The electric car has gone from a liability to an asset.

I bought my first electric car nearly twenty years ago—the Corbin Sparrow. It was cool looking but spent more time in the garage than on the road—it was bleeding edge and mostly bleeding. Now I have a Tesla, and apart from being too pricey (the only thing wrong with it), it is without a doubt the best car I have ever experienced in nearly every way possible. It seats seven, has nearly as much storage as a minivan, goes 0-60 in under five seconds, and is absolutely quiet. It receives upgrades with wireless software downloads and keeps getting better the longer I have it. At a Tesla Super Charger Station, a car can charge to full 260-mile range in 20 minutes for free.

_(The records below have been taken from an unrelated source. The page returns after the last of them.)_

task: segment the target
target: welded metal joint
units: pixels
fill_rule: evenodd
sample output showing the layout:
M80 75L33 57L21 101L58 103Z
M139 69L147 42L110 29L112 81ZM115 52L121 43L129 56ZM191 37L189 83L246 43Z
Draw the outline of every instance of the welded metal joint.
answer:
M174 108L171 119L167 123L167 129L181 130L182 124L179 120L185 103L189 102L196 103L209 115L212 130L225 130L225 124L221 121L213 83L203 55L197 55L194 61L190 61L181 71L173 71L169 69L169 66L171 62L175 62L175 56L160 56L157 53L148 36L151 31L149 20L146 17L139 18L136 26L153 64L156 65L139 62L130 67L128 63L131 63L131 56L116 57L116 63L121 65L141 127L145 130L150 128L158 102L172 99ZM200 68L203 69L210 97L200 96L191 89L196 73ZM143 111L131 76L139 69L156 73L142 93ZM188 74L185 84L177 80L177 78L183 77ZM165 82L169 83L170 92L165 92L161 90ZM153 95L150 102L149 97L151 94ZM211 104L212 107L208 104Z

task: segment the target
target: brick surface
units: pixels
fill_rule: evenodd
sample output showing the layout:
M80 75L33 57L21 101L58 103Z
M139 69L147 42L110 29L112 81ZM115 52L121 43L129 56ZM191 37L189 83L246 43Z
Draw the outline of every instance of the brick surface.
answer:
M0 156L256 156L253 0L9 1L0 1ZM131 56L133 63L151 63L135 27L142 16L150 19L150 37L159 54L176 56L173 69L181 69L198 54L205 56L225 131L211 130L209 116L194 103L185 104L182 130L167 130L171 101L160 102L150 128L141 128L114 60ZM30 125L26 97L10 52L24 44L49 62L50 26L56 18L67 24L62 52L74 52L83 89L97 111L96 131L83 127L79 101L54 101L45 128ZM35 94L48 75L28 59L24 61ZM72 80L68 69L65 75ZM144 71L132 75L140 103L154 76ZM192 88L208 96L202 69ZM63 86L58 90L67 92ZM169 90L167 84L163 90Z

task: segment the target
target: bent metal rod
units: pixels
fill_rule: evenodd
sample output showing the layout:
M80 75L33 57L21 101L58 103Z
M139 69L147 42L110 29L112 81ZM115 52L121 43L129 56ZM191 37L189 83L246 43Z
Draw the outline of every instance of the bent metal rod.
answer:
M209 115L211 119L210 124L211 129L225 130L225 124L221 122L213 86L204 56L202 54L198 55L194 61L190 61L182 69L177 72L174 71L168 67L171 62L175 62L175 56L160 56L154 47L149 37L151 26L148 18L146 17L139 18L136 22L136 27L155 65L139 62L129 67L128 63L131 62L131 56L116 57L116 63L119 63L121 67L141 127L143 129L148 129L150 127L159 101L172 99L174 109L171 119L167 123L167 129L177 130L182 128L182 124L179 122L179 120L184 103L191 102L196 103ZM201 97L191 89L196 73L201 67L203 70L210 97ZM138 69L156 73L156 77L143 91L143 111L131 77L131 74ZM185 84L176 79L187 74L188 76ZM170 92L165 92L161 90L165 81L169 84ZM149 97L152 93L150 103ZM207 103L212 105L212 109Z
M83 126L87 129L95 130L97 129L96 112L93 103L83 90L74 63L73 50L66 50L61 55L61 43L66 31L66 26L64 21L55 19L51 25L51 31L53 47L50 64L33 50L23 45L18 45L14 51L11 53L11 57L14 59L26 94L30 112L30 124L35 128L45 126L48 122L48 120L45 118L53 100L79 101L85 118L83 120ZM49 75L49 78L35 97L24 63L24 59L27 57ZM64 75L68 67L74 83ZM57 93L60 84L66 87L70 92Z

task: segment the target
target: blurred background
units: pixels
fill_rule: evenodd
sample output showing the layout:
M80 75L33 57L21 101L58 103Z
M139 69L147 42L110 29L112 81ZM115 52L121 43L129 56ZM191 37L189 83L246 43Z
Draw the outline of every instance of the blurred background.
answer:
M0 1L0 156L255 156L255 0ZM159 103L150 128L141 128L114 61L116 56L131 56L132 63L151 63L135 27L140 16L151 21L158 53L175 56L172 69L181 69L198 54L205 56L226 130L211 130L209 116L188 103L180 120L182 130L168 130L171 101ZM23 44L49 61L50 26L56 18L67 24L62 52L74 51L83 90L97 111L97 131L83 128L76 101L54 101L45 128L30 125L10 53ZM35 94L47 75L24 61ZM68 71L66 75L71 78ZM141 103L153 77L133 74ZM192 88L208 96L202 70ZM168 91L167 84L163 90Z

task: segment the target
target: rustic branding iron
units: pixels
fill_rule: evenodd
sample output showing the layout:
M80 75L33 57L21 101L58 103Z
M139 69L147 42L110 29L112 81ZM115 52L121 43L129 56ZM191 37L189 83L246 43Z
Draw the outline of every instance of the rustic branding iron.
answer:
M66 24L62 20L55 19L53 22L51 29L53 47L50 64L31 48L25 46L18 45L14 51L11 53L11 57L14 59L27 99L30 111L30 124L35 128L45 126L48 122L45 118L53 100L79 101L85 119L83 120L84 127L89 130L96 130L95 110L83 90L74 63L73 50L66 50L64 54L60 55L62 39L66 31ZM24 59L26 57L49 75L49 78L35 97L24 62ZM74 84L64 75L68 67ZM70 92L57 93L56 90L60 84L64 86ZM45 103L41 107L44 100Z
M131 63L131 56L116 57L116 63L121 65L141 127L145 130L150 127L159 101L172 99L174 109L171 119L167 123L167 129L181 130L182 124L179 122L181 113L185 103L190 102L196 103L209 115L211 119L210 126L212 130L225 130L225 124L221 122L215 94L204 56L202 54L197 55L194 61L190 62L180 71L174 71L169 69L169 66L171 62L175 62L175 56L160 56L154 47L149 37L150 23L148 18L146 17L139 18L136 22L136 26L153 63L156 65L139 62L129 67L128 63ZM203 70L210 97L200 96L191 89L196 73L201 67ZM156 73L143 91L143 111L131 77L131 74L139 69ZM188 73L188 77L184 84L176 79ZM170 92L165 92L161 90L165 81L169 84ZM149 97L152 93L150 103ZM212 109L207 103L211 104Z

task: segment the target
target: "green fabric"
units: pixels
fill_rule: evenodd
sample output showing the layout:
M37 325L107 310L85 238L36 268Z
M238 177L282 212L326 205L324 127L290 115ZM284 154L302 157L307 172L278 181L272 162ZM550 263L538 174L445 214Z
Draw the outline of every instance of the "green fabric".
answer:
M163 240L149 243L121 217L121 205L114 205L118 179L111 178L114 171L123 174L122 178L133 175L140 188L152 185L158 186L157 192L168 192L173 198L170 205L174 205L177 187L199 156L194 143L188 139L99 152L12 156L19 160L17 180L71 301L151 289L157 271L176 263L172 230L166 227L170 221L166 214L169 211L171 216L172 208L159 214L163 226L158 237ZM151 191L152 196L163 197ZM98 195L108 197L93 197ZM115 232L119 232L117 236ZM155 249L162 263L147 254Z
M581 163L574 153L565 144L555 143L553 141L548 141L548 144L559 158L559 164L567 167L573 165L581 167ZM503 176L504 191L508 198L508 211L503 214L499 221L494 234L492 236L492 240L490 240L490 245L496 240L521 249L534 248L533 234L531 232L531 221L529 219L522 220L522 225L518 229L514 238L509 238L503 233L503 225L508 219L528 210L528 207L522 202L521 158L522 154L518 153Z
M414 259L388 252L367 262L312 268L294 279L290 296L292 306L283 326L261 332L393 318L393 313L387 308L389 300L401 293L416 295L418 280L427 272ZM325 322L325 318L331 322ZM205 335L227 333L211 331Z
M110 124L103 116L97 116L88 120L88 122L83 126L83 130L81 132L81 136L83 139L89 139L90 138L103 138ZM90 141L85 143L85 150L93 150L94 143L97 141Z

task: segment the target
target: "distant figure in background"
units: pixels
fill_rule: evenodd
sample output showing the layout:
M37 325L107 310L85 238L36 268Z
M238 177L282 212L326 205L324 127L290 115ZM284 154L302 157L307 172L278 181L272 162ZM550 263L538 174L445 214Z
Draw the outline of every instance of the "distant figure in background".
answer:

I haven’t been to a smelly, polluting gas station in over a year.  Once the cost of a Tesla becomes equal in price to a gas engine (only a few years away), it’s game over.

The price of renewable energy has dropped precipitously and improved dramatically—when I designed my first net zero home for a client a decade ago solar panels were 9-11% efficient versus 20% efficient and are now about ¼ the cost per installed watt as they were back then.  Those are impressive gains and I predict there will be similar jumps ahead. Forget about the difference in batteries for both cars and homes! Tesla’s Powerwall lithium ion batteries are vastly superior to the polluting and inefficient lead-acid and nickel-metal-hydride batteries that were the go-to solution for decades. In the last couple of years, significant progress on battery development has began to open up exciting new possibilities.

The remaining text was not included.